By convention, we usually keep the down arrows pointing down, and exchange the two exact sequences. When feasible, arrows flow down and to the right. It's a convention we inherited from reading.
Stack 3 exact sequences on top of each other, and assume the vertical homomorphisms are isomorphisms. Compose them, and the resulting maps are isomorphisms, and the diagram still commutes. Thus the top and bottom sequences are isomorphic. This implies transitivity, and isomorphic becomes an equivalence relation. Short exact sequences can be clumped together into equivalence classes. Such a class defines the quotient of a module and a submodule, up to isomorphism.

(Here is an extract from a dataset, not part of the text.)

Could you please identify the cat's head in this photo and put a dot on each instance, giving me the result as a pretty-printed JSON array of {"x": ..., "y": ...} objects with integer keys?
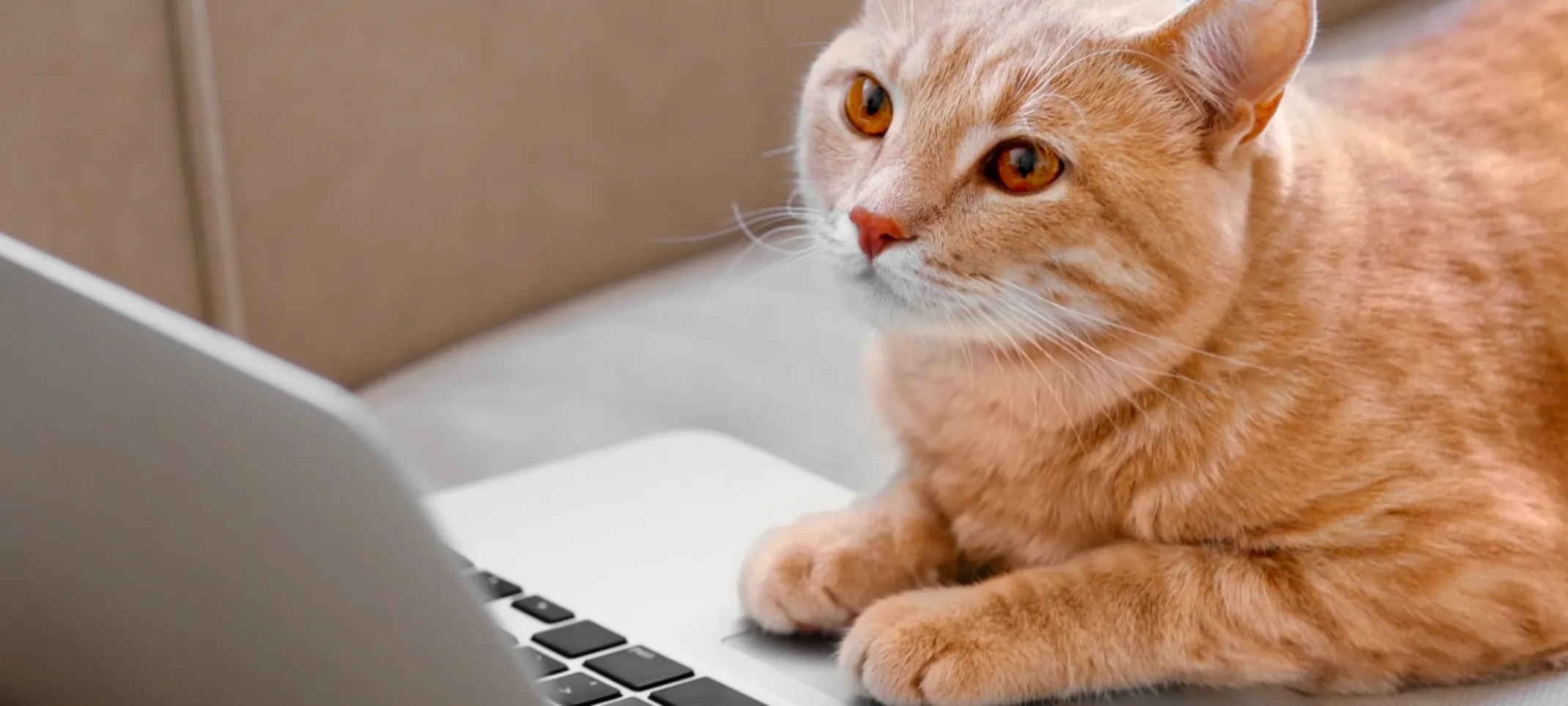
[{"x": 1038, "y": 168}]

| A1 | → | A2 | → | A3 | → | A4 | → | A5 |
| ↓f1 | ↓f2 | ↓f3 | ↓f4 | ↓f5 | ||||
| B1 | → | B2 | → | B3 | → | B4 | → | B5 |
If f2 and f4 are injective and f1 is surjective, f3 is injective. Review the short 5 lemma and note that B1 = 0 is only used to show B2 embeds in B3. Without this, y′ still maps to 0 in B3, and is the image of some z′ in B1. for some z in A1, let f1(z) = z′. Since f2 is injective, the image of z in A2 has to be y. since y is in the image of A1, it is in the kernel of A2, and x = 0 as before.
If f2 and f4 are surjective and f5 is injective, f3 is surjective. In the short 5 lemma, A5 = 0 is only used to show A3 maps onto A4, hence y ∈ A4 has a preimage in A3. Apply f4 to y and find something in the image of B3. Move on to B5 and get 0. Thus y, into A5, and down to B5, equals 0. With f5 injective, y maps to 0 in A5, hence y is in the image of A3, which completes the proof.